Chen Jing-hua, Qiu Ming-jin, Tang Jun-jie, Tian Ming-zheng, Tan Geng-rui   

  1. School of Automation, Guangdong University of Technology, Guangzhou 510006, China
  • Received:2016-12-05 Online:2017-09-09 Published:2017-07-10

Abstract: A hybrid optimization algorithm combining differential evolution and particle swarm optimization is proposed to solve the non-convex programming problem of nonlinear optimal multi-peak of power system optimal power flow. By using the two-species evolutionary strategy, the particle swarm optimization algorithm and the differential evolution algorithm are used to optimize iterations. The information sharing mechanism is used to co-evolve the two populations in the process of optimization.
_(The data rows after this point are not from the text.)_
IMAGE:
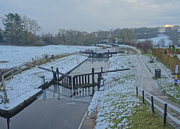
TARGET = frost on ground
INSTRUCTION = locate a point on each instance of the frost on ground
(166, 82)
(15, 56)
(116, 103)
(24, 85)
An aging mechanism and a mechanism of elite selection are proposed to dynamically change the lifetime of the particle according to its guiding ability. In the case of lack of bootstrap capability, a polynomial mutation strategy is adopted to produce a competitor to compete with the optimal particle, so that the global optimization ability of the algorithm is enhanced. Simulation results show that the algorithm has high convergence speed and high precision, and it is effective and feasible.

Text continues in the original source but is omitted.